IDOIA UGARTE
Europa está más dividida que nunca. La crisis económica no para de dar quebraderos de cabeza. Sus líderes no ganan para aspirinas, Bayer, por supuesto, sobre todo la capitana Merkel, que no consigue capear el temporal y evitar el más que posible naufragio de Grecia. Los ciudadanos alemanes no entienden por qué tienen que ser ellos quienes paguen los errores de los que no saben gestionar correctamente su país. Hartos de ser quienes tiran del carro, maldicen al euro y la nostalgia por la vuelta a su marco no para de hacerse eco en numerosos rincones. Aunque, siendo sinceros, el cabreo es más que entendible, la solidaridad entre nosotros es lo que nos hace grandes. Aunque en estos momentos brille por su ausencia. Y eso que probablemente no hayan visto el último anuncio de una conocida marca de cerveza, esa que dice a modo de eslogan “Todos necesitamos un poco de sur”. Es verdad, pero pagando tus facturas, dicen los teutones.
Por si esto fuera poco, el Tratado de Schengen vuelve a cuestionarse. Lo de papeles para todos no va con Dinamarca, que sin consultar absolutamente con nadie, decide que va a cerrar las fronteras para evitar las oleadas de inmigrantes causantes del aumento de la delincuencia. Se debe tener cuidado al establecer este tipo de comparaciones. Además esa independencia danesa es peligrosa y puede hacer tambalear los pilares sobre los que se construyó este gran proyecto europeo en el que muchos han perdido la fe. Hay que estar en lo bueno y en lo malo. Ésa es nuestra esencia, o al menos debería serlo.

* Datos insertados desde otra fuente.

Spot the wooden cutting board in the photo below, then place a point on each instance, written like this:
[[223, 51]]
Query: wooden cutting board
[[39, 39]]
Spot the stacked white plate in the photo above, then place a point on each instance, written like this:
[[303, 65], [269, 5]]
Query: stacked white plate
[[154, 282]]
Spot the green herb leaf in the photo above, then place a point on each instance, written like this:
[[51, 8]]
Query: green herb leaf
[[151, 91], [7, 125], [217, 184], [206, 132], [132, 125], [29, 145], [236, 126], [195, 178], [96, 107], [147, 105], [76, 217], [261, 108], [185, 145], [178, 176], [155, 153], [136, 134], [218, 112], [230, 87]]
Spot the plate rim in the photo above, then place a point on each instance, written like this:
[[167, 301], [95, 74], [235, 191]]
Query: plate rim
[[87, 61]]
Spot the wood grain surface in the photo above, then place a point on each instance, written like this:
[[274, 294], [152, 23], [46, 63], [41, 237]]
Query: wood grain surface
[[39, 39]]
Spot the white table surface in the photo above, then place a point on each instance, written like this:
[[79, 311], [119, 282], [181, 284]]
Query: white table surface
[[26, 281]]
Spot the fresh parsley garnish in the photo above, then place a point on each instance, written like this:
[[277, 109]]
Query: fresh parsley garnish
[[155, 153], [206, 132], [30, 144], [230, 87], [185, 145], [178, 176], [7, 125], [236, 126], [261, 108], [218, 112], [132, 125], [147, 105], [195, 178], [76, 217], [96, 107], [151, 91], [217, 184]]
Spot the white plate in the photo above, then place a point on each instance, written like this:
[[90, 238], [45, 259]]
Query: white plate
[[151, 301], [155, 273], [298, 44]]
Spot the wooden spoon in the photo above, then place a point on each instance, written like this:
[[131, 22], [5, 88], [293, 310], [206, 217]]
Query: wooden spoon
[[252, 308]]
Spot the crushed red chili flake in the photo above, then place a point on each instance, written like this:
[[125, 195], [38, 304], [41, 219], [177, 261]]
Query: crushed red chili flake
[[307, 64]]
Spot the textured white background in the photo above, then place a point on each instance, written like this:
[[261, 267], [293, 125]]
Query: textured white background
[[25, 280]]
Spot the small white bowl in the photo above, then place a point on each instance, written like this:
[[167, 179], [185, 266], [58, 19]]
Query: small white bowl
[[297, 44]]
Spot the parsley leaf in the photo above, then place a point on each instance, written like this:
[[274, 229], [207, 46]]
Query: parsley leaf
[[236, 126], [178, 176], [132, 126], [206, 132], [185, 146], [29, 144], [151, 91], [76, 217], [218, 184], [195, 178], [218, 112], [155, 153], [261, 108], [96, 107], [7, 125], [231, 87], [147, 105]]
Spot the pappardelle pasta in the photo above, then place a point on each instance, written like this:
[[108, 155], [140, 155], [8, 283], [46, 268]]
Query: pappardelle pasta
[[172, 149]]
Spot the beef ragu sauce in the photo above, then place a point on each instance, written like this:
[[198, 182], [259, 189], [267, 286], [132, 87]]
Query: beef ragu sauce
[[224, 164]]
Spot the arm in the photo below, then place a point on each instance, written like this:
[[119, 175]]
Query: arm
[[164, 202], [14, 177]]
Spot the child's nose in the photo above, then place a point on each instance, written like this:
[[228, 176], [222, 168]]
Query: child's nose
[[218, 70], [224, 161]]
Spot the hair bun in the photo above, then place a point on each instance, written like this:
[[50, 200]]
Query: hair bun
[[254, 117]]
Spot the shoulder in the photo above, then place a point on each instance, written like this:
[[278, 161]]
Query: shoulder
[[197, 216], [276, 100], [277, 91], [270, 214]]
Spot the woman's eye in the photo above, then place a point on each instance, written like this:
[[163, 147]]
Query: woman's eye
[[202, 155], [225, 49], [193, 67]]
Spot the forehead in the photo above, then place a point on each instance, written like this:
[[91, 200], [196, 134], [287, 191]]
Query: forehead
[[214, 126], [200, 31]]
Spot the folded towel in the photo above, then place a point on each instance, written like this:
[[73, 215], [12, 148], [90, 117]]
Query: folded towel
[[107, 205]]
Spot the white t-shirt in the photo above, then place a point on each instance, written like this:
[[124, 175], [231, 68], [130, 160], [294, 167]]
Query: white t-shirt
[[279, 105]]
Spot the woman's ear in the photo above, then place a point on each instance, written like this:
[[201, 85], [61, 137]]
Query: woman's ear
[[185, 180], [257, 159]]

Aunque suene utópico, el sentirse europeo, es decir, el tener una identidad común con las mismas raíces, en una lucha permanente por la libertad, es algo valioso y difícil de conseguir. Otros continentes ni lo han soñado, por ser imposible alcanzarlo. Jugamos con esta ventaja y hay que saber aprovecharla. Pero la reforma del Tratado de Schengen pone en evidencia que algo está fallando, que estamos catalogando a algunos ciudadanos europeos como de primera o segunda división, dependiendo de su lugar de procedencia. Los rumanos y los búlgaros, por ejemplo, parece que no son bien recibidos. Sarkozy o Berlusconi no están por la labor. Les expulsan sin contemplaciones con un gran respaldo popular y sin que nadie mueva un dedo por ellos. Ojo que esto no es un debate fácil. La solución en los próximos meses.